A Holiday Memory

By Carmel

lionWhen I was growing up back home in Eritrea, Christmas was not celebrated as it is in the rest of the world.

It is a different timeline and a different way of doing things. We don’t have Christmas trees, Christmas lights or snowflakes.

The way we celebrate Christmas is by sacrificing a sheep for the bloodshed. The bloodshed is the most important thing to do, for the blessing of the year or if you are giving thanks for anything, you need to do that.

For the children, we get to wear a new outfit that day. For the adults, they get to give food, love and care all day.

The food that you have at the house is for everybody in the neighbourhood and everybody that happens to be there or around.
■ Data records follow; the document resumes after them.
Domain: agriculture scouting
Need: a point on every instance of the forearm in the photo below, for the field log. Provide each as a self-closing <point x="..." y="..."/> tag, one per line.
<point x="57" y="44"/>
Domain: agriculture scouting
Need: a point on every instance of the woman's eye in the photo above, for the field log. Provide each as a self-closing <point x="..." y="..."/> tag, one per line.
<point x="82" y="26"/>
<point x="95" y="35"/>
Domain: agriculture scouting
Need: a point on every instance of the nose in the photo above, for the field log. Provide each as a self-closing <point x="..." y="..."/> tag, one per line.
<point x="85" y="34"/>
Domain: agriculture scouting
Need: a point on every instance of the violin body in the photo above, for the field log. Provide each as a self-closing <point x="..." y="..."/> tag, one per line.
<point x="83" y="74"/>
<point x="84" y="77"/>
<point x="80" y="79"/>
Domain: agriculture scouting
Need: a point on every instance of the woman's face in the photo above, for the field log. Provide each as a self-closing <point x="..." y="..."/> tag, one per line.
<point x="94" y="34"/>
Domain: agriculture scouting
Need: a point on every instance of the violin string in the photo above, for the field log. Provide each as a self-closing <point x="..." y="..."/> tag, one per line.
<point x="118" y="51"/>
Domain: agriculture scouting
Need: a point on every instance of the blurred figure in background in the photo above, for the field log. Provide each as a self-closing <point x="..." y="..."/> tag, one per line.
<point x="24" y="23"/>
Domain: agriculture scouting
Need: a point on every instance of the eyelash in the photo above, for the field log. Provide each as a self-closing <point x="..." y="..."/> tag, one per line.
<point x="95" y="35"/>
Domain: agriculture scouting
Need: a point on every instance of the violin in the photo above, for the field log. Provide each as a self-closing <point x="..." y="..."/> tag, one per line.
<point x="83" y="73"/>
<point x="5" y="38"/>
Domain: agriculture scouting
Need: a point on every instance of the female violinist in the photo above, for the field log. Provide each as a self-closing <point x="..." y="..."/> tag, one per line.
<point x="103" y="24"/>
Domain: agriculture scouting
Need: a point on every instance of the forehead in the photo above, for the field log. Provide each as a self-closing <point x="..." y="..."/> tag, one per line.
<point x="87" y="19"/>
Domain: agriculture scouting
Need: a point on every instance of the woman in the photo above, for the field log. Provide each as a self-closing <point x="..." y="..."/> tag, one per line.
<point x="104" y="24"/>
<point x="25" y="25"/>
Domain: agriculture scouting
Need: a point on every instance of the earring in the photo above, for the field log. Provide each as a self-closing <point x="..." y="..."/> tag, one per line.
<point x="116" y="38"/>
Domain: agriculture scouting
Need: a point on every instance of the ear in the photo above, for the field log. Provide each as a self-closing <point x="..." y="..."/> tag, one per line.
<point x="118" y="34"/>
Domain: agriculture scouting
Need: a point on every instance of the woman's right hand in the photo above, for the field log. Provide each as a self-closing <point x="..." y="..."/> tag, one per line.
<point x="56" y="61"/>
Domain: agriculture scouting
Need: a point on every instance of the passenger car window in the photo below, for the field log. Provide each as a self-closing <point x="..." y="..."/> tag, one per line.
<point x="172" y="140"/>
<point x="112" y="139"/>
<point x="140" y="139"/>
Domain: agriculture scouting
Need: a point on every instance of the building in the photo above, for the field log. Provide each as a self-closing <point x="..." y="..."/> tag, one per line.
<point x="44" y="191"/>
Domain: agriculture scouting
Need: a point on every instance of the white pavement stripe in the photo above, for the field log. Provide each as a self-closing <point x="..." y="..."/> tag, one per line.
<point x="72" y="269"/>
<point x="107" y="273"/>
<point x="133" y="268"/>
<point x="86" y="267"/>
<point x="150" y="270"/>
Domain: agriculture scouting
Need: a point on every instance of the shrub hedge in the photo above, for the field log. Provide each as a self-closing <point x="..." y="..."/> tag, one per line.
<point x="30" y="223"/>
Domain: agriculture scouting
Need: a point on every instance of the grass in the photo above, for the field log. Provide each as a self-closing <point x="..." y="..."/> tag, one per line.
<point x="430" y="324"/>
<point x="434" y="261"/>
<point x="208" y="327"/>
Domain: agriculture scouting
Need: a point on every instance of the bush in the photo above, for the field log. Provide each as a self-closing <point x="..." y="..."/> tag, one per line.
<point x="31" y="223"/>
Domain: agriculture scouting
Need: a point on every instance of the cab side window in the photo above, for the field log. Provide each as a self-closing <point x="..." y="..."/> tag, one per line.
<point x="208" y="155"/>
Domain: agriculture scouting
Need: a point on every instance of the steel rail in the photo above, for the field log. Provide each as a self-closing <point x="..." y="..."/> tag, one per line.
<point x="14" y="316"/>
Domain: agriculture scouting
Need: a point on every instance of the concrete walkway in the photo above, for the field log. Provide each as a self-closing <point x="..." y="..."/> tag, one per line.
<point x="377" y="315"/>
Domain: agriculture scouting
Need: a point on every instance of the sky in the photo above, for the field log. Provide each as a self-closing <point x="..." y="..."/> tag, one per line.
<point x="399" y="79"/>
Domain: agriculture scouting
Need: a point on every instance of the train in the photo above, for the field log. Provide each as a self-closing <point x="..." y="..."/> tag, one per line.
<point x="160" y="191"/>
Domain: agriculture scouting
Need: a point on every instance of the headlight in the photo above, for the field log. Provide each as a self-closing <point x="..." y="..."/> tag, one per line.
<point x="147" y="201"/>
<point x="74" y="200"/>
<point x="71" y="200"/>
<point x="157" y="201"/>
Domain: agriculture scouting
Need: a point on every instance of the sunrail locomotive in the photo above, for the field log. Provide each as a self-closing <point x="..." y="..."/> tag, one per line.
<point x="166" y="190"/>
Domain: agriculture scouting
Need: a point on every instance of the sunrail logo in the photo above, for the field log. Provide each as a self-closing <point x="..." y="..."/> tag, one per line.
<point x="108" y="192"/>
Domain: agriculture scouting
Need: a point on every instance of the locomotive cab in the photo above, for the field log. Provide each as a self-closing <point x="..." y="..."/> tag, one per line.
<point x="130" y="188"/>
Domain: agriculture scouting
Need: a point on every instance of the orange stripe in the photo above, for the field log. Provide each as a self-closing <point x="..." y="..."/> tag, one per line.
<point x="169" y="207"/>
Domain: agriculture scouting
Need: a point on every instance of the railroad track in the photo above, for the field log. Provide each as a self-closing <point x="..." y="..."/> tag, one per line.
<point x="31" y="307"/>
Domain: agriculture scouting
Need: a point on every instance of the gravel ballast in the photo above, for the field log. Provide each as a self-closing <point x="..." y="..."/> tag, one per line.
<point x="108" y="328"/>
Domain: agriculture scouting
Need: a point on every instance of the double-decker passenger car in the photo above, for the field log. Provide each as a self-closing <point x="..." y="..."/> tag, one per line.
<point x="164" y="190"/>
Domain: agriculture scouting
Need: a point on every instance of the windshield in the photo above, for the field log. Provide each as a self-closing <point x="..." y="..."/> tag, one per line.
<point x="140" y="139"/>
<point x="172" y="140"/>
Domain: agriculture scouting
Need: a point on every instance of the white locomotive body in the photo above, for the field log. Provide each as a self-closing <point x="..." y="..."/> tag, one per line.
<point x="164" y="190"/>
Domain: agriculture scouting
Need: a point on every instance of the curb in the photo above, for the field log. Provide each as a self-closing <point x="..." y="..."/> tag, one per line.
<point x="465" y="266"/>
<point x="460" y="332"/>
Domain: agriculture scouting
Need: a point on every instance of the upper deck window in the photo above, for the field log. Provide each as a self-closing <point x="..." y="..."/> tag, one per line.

The Christmas that I grew up celebrating is the real birth of Christ and the celebration of the beginning of life and salvation from all your sins.


A Winter Memory

By Yolanda

Once in a cold winter we went to skate on cold ice at city hall. It was the first time of my English language Program. We went outside and it started to snow hard. I could hardly see the road. I saw many people holding umbrellas. I was walking to the bus stop, and it snowed all the way. The roads were full of snow. It was horrible weather. A woman from the street was walking. She started falling on the wet snow. I thought she wasn’t serious, maybe she was just pretending. But it was very slippery and I started falling, too.

That is a winter memory I could never forget.